Correction, I disabled WiFi using the GUI.
(In reply to Justin Hale from comment #6) > > (sorry) I forgot to mention this earlier, we need to restart > > wpa_supplicant.service after we upgrade the rpm, before doing the test: > > [root@localhost jhale]# systemctl restart wpa_suppllicant.service > Failed to restart wpa_suppllicant.service: Unit wpa_suppllicant.service not > found. > ouch. I put an extra 'l'. You have this service for sure on Fedora, so try # systemctl restart wpa_supplicant.service > After upgrading to wpa_supplicant-2.6.15, I disabled WiFi, restarted, then > set PMF to 1 - all of this using nmcli. I saved then I turned on WiFi (using > the GUI). Finally, I activated using nmcli. That is working now, where > previously nothing worked for 2.6.15. > > How can I make the test more reliable given that the service is not > available by that name on my box? I would say, if the 2.6-15 rpm is installed on your system, simply restart it two or three times and ensure that the connectivity is up: # systemctl restart wpa_supplicant.service Then, if we are sure that the workaround is functional in your setup, it might be a good info to know what is the access point model (and ideally the firmware version running on the AP). I'm not sure I will be able to reproduce the problem , specially if the bug is in the AP (that's why I suspect at the moment). thank you very much for collaborating! regards, -- davide
Restarting wpa_supplicant.service three times had no effect on connectivity. I'll work on getting the WiFi router model and firmware version later, hopefully today. Thank you for your help.

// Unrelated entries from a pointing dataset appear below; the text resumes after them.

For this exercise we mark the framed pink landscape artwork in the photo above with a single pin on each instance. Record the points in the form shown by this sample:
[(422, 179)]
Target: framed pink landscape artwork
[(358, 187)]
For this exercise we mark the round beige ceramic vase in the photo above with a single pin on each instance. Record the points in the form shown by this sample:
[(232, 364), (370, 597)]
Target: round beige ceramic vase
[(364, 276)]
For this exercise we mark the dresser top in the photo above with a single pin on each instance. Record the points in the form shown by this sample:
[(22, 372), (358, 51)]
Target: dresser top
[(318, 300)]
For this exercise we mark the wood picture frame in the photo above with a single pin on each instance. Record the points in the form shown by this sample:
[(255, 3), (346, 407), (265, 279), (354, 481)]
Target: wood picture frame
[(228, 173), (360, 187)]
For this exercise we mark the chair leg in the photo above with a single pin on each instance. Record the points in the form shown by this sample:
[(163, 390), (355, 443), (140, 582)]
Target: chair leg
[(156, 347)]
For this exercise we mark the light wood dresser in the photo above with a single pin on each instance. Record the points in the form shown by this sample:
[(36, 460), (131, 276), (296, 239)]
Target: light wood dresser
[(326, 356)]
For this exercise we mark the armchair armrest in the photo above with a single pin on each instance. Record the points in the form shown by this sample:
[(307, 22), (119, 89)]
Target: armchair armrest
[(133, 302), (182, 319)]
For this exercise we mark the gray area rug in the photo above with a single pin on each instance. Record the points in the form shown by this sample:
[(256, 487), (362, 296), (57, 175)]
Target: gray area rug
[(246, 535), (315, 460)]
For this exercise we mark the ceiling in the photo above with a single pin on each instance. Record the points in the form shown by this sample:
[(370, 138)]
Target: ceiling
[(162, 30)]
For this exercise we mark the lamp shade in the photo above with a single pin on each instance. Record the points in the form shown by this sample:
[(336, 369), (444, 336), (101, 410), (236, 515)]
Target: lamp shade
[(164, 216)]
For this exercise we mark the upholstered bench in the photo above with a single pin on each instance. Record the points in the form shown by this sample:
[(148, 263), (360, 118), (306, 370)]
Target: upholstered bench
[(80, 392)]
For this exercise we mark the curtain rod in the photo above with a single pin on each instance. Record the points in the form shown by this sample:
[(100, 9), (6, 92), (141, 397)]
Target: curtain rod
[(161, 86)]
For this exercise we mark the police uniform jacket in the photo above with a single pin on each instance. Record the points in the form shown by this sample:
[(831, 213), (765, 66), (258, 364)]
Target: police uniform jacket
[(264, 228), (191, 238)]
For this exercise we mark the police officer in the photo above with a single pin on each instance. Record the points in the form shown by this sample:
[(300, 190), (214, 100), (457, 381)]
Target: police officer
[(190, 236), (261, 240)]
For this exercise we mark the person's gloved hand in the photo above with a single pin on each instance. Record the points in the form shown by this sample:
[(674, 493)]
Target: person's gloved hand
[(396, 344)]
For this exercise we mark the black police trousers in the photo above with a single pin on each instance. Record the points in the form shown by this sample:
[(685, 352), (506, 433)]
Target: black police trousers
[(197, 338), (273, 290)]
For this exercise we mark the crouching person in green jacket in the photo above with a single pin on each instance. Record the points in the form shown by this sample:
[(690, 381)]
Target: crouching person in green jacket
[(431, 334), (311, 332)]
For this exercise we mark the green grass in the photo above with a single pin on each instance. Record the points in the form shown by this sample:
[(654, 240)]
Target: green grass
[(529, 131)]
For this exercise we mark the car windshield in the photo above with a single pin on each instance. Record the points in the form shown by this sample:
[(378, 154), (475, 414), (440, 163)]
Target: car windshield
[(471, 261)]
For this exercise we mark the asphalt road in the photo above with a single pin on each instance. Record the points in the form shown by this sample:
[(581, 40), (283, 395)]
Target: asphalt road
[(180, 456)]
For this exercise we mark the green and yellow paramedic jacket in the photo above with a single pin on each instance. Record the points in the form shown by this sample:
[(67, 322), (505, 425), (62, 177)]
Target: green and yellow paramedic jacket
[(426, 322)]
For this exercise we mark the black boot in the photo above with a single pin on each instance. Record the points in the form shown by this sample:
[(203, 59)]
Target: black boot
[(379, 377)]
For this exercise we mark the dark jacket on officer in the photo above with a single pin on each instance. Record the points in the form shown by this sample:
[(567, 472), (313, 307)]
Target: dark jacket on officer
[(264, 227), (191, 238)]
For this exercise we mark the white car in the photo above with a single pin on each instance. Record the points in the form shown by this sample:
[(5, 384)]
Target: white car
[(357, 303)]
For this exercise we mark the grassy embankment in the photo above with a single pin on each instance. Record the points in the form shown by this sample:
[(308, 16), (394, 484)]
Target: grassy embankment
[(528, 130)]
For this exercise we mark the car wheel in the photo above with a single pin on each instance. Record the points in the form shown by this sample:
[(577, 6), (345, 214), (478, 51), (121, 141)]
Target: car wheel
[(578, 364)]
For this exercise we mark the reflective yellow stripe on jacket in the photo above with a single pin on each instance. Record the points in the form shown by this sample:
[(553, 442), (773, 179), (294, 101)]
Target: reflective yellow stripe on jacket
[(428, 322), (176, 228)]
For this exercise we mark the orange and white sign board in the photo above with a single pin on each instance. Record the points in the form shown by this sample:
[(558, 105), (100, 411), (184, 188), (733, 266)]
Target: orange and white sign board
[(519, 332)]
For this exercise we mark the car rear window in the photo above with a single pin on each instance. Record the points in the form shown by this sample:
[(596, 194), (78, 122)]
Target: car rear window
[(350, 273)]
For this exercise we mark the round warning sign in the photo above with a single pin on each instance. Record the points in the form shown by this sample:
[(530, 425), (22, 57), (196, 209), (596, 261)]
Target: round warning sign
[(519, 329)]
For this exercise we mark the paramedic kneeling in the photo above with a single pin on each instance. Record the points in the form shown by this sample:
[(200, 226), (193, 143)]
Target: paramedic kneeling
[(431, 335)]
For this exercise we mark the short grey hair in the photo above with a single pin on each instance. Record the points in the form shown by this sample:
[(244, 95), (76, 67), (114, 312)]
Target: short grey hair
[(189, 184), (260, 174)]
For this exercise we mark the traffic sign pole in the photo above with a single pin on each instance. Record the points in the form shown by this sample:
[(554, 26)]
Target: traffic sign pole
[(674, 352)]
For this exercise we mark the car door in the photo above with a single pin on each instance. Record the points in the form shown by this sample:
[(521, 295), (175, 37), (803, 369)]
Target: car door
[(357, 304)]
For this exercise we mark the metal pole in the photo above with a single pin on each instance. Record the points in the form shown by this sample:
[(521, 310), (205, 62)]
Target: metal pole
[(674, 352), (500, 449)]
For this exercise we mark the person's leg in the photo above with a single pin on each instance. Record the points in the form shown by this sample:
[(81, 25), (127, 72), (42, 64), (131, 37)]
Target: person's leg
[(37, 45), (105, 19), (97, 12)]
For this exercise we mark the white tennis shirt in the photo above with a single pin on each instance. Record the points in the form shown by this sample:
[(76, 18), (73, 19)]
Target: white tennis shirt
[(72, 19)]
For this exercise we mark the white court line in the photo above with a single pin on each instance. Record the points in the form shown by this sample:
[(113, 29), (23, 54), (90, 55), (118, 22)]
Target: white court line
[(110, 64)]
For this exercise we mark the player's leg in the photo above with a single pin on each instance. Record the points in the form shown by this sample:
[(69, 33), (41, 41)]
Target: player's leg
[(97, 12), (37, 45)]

technicolor model: TC8715D Rating: 120 V AC, 60Hz, 1.2 A FCC ID: RSE-TC8717T There are 2 SSIDs from this one device. I consistently use the 2.4 GHz SSID. The encryption is WPA2-PSK(AES) There is a WPS PIN, which I have never used. The H/W Version is 1.1, which I take to be the firmware. DOCSIS Software Version: 01.EF.04.38.00 Software Image Name: TC8715D-01.EF.04.38.00-180405-S-FF9-D.img Advanced Services: 2.6.30-1.0.11mp1-g24a0ad5-dirty https://www.timewarnercable.com/content/dam/residential/pdfs/support/internet/ModemUserGuides/technicolor-tc8715d-userguide.pdf
(In reply to Justin Hale from comment #10) > technicolor > > model: TC8715D > Rating: 120 V AC, 60Hz, 1.2 A > FCC ID: RSE-TC8717T > > There are 2 SSIDs from this one device. I consistently use the 2.4 GHz SSID. > > The encryption is WPA2-PSK(AES) Looking at the manual, this model does not seem to support configuration of PMF at all; moreover, the GUI does not expose any system log; finally, we have no way to inspect the AP implementation, as sources for the software running on the TC8715D seem to be not available at all. Because of that, I am for closing this bugzilla as INSUFFICIENT_DATA. Disabling PMF functionality for the connection named 'TC8715D' looks a viable workaround. You might try re-enabling it in the future, after a firmware upgrade on the router, in case you want to protect against wifi DEAUTH attacks. thank you for reporting! regards, -- davide
*** Bug 1599036 has been marked as a duplicate of this bug. ***
I ran into this today while at my parent's house, where they have the Technicolor TC8715D wireless router. On my Fedora 28 host, I disabled the PMF functionality as suggested: $ nmcli connection edit <your wifi connection> nmcli> set 802-11-wireless-security.pmf 1 nmcli> save nmcli> activate ...and was able to successfully connect to the AP again. Thanks for the successful workaround!